Grand Foundry Limited has experienced significant ownership restructuring through simultaneous transactions involving substantial equity stake transfers. The company disclosed major shareholding changes under SEBI regulations on January 5, 2026, marking substantial shifts in its ownership structure.

Major Stake Sale Transaction

Madhu Garg, a promoter of Grand Foundry Limited, completed the sale of a substantial equity stake through an open offer transaction. The sale involved 2,13,50,360 equity shares, representing 70.16% of the company's paid-up equity share capital.

Transaction Details: Madhu Garg Sale
Shares Sold: 2,13,50,360 equity shares
Percentage Stake: 70.16%
Transaction Method: Off-market share purchase agreement through open offer
Transaction Date: January 2, 2026
Regulatory Filing: January 5, 2026
Post-Sale Holding: Nil shares (0%)

Simultaneous Acquisition by Gaurav Goyal

In a related transaction, Gaurav Goyal acquired 17,080,288 equity shares through a share purchase agreement executed on the same date. This acquisition represents a 56.13% stake in Grand Foundry Limited's paid-up equity share capital.
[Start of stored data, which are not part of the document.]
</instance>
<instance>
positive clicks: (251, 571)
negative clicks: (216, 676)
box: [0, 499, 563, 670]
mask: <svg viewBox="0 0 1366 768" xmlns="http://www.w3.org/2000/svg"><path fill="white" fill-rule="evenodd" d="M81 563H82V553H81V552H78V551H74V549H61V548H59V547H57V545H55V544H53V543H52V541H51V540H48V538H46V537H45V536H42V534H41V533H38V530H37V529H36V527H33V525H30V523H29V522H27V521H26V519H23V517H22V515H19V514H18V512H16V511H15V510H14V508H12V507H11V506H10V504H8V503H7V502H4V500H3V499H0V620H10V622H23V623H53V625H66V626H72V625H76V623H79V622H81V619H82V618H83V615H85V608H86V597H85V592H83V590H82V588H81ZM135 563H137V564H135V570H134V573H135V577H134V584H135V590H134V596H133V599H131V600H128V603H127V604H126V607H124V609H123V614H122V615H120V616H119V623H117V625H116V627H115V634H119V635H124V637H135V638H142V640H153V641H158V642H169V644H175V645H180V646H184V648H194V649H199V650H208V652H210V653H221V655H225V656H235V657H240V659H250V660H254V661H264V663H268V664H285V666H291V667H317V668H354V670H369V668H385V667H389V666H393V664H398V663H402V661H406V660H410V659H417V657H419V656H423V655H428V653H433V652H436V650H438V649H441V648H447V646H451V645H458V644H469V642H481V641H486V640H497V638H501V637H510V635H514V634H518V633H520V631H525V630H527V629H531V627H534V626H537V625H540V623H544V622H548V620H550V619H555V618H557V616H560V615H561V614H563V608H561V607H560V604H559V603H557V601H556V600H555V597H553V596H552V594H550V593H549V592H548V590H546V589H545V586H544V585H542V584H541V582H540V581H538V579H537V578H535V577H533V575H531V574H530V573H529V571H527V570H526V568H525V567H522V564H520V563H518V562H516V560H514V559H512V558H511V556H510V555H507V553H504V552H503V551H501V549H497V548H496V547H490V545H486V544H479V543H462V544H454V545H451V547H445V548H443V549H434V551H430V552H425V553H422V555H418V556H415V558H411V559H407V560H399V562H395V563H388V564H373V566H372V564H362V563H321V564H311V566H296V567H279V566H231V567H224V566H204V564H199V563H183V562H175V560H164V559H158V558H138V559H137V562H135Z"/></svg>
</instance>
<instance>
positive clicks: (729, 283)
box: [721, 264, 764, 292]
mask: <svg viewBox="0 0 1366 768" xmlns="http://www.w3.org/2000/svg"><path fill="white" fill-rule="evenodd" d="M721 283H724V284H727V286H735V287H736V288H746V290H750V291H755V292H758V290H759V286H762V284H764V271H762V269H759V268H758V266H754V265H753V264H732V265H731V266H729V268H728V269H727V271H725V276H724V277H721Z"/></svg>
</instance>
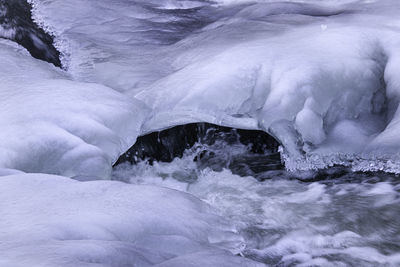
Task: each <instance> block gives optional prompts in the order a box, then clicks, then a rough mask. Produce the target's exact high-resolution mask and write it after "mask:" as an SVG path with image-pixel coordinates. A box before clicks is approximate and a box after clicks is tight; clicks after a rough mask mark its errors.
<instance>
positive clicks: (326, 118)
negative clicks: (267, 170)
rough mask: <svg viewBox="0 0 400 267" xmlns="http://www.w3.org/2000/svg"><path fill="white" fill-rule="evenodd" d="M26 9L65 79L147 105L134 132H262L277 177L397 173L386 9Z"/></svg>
mask: <svg viewBox="0 0 400 267" xmlns="http://www.w3.org/2000/svg"><path fill="white" fill-rule="evenodd" d="M31 2H33V3H34V12H33V13H34V17H35V20H36V21H37V22H39V23H41V25H44V26H45V27H46V29H47V30H48V31H51V32H52V33H53V34H55V35H56V36H57V38H56V39H57V45H58V47H59V48H60V49H61V51H62V52H63V53H64V56H65V62H66V63H65V64H66V65H67V66H68V72H69V73H70V74H71V75H72V77H73V78H74V79H77V80H80V81H91V82H97V83H102V84H105V85H107V86H109V87H111V88H113V89H116V90H118V91H123V92H126V94H127V95H130V96H134V97H137V98H139V99H140V100H142V101H144V102H146V104H147V105H149V106H150V107H152V111H153V112H152V115H151V116H152V118H151V119H150V120H149V121H147V122H146V124H145V125H144V127H143V131H142V133H146V132H151V131H154V130H159V129H163V128H167V127H171V126H174V125H177V124H183V123H188V122H196V121H207V122H210V123H215V124H220V125H226V126H233V127H238V128H246V129H262V130H265V131H268V132H269V133H271V134H272V135H274V136H275V137H276V138H277V139H278V140H279V141H280V142H281V143H282V145H283V149H282V152H283V153H282V154H283V158H284V160H285V161H286V166H287V167H288V168H289V169H314V168H324V167H326V166H330V165H333V164H344V165H352V166H353V167H354V168H355V169H361V170H377V169H382V170H386V171H393V172H399V171H400V168H399V166H400V165H399V162H400V158H399V156H398V151H399V148H400V147H399V145H398V144H400V142H399V141H400V140H398V137H397V135H396V132H398V130H399V129H398V127H397V125H398V120H399V116H400V115H398V113H397V112H396V110H397V106H398V100H397V99H398V98H399V84H400V81H399V79H398V77H399V76H398V73H397V72H398V71H397V69H398V66H399V62H400V61H399V53H398V51H399V49H398V48H399V41H400V38H399V37H398V36H399V31H400V28H399V27H400V17H399V15H398V14H400V4H399V3H398V1H393V0H383V1H291V2H287V1H286V2H281V1H255V2H254V1H239V2H240V3H239V2H232V1H223V2H224V3H222V2H220V4H215V3H211V2H207V1H206V2H203V1H146V2H144V1H135V2H132V1H128V0H119V1H115V2H113V5H112V6H110V5H109V4H108V1H85V2H84V3H82V2H81V1H79V3H78V2H76V1H68V2H65V1H61V0H51V1H42V0H35V1H31ZM221 3H222V4H221ZM88 14H95V15H94V16H88ZM372 162H373V164H372Z"/></svg>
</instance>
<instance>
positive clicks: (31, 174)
mask: <svg viewBox="0 0 400 267" xmlns="http://www.w3.org/2000/svg"><path fill="white" fill-rule="evenodd" d="M0 186H1V188H7V190H4V191H3V192H2V194H0V217H1V220H0V227H1V229H2V231H1V232H0V240H1V243H0V251H1V257H0V266H13V267H19V266H21V267H22V266H32V267H33V266H40V267H44V266H59V267H62V266H71V267H72V266H82V267H83V266H116V267H117V266H118V267H120V266H141V267H146V266H199V267H200V266H210V267H211V266H226V267H230V266H254V267H256V266H263V265H262V264H258V263H255V262H252V261H250V260H247V259H245V258H242V257H237V256H233V255H232V252H234V253H238V252H240V249H241V238H240V237H239V236H238V235H237V234H235V232H234V228H233V227H232V226H230V225H229V224H228V223H227V222H226V221H225V220H223V219H222V218H221V217H218V216H217V215H215V214H214V212H213V211H212V210H211V209H210V207H209V206H208V205H206V204H205V203H204V202H202V201H200V200H198V199H197V198H195V197H193V196H191V195H189V194H186V193H181V192H178V191H175V190H171V189H166V188H162V187H154V186H135V185H126V184H124V183H120V182H111V181H92V182H79V181H74V180H72V179H68V178H65V177H60V176H54V175H46V174H22V175H21V174H17V175H11V176H3V177H0ZM166 199H167V200H168V201H165V200H166ZM155 203H157V204H155ZM38 207H43V208H42V209H41V210H40V212H39V211H38ZM44 207H45V208H44ZM177 207H179V208H177ZM22 218H23V220H21V219H22Z"/></svg>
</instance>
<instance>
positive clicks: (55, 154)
mask: <svg viewBox="0 0 400 267" xmlns="http://www.w3.org/2000/svg"><path fill="white" fill-rule="evenodd" d="M0 58H1V61H0V73H1V76H0V84H1V85H0V88H1V90H0V95H1V97H0V113H1V114H2V115H1V116H0V127H1V129H2V131H1V132H0V147H1V149H0V166H1V167H2V168H9V169H17V170H21V171H24V172H43V173H51V174H61V175H65V176H74V175H78V174H79V175H93V176H97V177H102V178H106V177H108V176H109V174H110V171H111V165H112V163H113V162H114V161H115V160H116V159H117V158H118V157H119V155H120V154H121V153H123V152H124V151H126V150H127V149H128V148H129V147H130V146H131V145H132V144H133V143H134V142H135V140H136V137H137V135H138V134H139V133H140V126H141V124H142V121H143V119H144V117H145V114H146V113H147V109H146V108H145V106H144V105H143V104H142V103H140V101H137V100H136V101H135V100H133V99H127V98H126V97H124V96H122V95H120V94H119V93H117V92H115V91H114V90H111V89H110V88H107V87H105V86H102V85H97V84H89V83H80V82H75V81H72V80H70V79H69V78H68V76H67V75H66V74H65V73H63V72H61V71H60V70H58V69H57V68H55V67H54V66H52V65H50V64H48V63H45V62H41V61H39V60H35V59H33V58H31V56H30V55H29V54H28V52H27V51H26V50H24V49H23V48H21V47H19V46H17V45H15V44H13V43H12V42H10V41H5V40H0Z"/></svg>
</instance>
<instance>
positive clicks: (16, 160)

Acquisition Parameters: Gaurav Goyal Purchase
Shares Acquired: 17,080,288 equity shares
Percentage Stake: 56.13%
Previous Holding: Nil shares
New Status: Promoter
Acquisition Method: Off-market share purchase agreement through open offer

Company Structure and Listing Details

Grand Foundry Limited maintains its equity share capital structure unchanged following these transactions. The company's shares continue to be listed on both major Indian stock exchanges.

Company Information: Details
Total Equity Capital: ₹12.17 crores
Number of Shares: 30,430,000 equity shares
Face Value: ₹4.00 per share
NSE Symbol: GFSTEELS
BSE Scrip Code: 513343
Registered Address: H-35 Connaught Circus, Connaught Place, New Delhi-110001

Ownership Transition Analysis

The transactions represent a complete ownership transition, with Madhu Garg exiting her promoter position by selling her entire 70.16% stake, while Gaurav Goyal emerged as the new promoter with a 56.13% controlling stake. The difference between the sold and acquired percentages suggests partial participation in the open offer by other shareholders.

Regulatory Compliance Framework

Both transactions were conducted in full compliance with SEBI's Substantial Acquisition of Shares and Takeovers Regulations, 2011. The disclosures under Regulation 29(1) and 29(2) provide comprehensive details of both the acquisition and sale transactions, confirming the absence of any encumbrances, voting rights through other instruments, or convertible securities in either transaction.